2011.11.22// D. Pęgiel
W nocy z niedzieli na poniedziałek ortodoksyjni żydzi zdewastowali "nieskromne" - ich zdaniem - sklepy w Jerozolimie. Do tego zdarzenia doszło w dzielnicy Mea Szearim, gdzie mieszkają najbardziej radykalni wyznawcy judaizmu.

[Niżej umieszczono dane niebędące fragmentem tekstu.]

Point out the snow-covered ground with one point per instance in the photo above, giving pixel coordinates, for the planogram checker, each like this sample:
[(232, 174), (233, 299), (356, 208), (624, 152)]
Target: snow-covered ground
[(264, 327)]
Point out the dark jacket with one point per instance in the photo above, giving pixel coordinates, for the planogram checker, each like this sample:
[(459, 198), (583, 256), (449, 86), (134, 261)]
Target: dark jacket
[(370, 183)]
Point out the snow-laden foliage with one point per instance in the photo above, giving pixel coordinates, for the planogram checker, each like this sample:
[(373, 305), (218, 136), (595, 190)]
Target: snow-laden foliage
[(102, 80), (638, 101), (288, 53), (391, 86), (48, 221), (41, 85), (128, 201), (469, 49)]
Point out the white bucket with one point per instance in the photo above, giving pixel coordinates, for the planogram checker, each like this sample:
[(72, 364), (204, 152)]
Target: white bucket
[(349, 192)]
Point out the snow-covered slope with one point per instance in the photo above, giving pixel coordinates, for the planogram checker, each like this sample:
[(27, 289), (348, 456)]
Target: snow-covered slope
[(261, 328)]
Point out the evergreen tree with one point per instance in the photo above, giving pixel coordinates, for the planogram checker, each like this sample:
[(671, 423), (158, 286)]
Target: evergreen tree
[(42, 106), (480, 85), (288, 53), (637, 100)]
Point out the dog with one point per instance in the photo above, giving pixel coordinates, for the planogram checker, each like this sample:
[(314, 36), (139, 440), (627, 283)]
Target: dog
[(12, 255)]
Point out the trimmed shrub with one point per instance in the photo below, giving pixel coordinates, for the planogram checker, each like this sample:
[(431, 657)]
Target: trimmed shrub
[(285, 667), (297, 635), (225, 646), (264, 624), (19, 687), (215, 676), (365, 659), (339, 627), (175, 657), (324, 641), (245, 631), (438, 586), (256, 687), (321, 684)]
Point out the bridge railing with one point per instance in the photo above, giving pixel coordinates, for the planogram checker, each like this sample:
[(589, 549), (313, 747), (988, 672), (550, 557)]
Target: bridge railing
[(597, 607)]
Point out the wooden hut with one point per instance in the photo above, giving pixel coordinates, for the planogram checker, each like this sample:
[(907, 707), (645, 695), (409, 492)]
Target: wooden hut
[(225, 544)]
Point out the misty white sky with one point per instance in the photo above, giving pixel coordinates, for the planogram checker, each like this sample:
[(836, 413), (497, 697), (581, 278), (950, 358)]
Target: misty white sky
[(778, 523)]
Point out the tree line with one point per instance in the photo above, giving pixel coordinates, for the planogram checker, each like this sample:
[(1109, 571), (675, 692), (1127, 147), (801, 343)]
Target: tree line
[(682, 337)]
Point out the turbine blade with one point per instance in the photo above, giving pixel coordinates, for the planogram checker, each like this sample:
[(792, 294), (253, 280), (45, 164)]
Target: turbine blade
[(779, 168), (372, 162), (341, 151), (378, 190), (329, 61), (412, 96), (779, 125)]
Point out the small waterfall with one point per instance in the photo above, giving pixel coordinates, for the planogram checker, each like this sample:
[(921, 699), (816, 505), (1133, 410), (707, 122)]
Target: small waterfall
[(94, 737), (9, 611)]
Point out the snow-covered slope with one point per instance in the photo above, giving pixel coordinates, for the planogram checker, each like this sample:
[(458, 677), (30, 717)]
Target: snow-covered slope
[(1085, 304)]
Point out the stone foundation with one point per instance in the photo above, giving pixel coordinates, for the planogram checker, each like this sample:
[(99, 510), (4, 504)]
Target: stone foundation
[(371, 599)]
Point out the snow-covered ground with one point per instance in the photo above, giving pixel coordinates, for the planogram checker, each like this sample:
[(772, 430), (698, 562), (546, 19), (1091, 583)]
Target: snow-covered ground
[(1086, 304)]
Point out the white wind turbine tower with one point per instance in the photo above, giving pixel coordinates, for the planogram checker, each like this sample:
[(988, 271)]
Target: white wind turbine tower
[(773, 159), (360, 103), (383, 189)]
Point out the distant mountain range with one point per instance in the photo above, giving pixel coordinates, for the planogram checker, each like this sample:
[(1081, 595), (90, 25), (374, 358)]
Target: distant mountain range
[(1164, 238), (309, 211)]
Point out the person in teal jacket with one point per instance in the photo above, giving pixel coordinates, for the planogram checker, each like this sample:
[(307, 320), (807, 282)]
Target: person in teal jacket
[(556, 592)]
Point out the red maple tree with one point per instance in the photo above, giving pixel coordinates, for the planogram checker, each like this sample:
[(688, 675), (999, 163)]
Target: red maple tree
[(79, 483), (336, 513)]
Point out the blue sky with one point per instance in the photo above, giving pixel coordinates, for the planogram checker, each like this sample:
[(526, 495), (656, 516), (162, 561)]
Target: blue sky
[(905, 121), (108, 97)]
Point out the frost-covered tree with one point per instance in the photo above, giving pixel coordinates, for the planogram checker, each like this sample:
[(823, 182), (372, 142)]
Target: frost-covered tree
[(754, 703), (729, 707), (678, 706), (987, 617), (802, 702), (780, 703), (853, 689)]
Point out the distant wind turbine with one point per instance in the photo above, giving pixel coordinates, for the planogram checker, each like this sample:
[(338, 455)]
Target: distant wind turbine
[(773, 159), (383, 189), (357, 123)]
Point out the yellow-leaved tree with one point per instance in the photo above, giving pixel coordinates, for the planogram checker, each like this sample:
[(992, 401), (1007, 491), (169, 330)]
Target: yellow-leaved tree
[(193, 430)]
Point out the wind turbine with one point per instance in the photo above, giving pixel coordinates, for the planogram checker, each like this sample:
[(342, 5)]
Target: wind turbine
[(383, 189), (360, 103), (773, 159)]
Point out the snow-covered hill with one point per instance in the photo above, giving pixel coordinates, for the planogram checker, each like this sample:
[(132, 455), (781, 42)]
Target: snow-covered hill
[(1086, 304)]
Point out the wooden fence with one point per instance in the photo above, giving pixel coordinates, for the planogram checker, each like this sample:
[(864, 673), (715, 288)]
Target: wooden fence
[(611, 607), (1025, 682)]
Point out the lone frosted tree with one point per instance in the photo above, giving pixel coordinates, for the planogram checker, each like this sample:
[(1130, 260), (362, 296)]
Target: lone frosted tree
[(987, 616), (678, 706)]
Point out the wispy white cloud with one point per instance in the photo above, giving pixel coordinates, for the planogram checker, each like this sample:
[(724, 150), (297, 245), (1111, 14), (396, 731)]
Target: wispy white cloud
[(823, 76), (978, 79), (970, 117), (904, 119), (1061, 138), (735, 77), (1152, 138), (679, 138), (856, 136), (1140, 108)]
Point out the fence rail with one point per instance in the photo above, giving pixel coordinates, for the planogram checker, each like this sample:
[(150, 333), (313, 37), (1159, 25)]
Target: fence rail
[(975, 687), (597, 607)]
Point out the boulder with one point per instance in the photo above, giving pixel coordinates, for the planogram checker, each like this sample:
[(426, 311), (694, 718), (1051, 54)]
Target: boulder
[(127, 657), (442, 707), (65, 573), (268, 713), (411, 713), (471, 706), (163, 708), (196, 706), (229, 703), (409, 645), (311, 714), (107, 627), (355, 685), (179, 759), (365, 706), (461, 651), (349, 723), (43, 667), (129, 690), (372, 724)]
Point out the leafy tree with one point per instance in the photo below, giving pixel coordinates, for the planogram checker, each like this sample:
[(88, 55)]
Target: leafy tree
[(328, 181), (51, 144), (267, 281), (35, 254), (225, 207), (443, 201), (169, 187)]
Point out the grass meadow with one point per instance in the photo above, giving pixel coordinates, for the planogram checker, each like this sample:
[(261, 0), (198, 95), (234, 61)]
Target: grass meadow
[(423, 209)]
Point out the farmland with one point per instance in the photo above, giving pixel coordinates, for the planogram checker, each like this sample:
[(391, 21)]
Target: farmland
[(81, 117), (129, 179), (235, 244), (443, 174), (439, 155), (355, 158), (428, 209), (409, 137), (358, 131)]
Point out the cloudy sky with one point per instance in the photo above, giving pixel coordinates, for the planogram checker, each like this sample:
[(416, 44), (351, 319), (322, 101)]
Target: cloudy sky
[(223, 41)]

Na celowników fundamentalistów spod znaku ugrupowania Sikrikim znalazły się między innymi księgarnia, sklep z ubraniami i lodziarnia. Napastnicy powybijali szyby, pozaklejali zamki od drzwi wejściowych i usmarowali ściany cuchnącymi substancjami.
Ortodoksyjni żydzi
Ostatni z wymienionych lokali został zniszczony, mimo że zapewniał osobne wejścia dla kobiet i mężczyzn oraz znaki zalecające klientom, by nie spożywali lodów w miejscach publicznych. Taka przyjemność może bowiem zostać uznana za nieobyczajną.
To nie pierwsze tego typu ataki w Mea Szearim. W czasie szabasów ortodoksyjni żydzi obrzucają też kamieniami przejeżdżające samochody, zmagając się w ten sposób z przejawami "desakralizacji święta".
Stanowią oni 10% z prawie ośmiu milonów obywateli Izraela. Są przy tym najbardziej rosnącą kategorią populacji, ponieważ w religijnych rodzinach jest średnio ośmioro dzieci. Tymczasem przeciętna izraelska rodzina ma ich troje.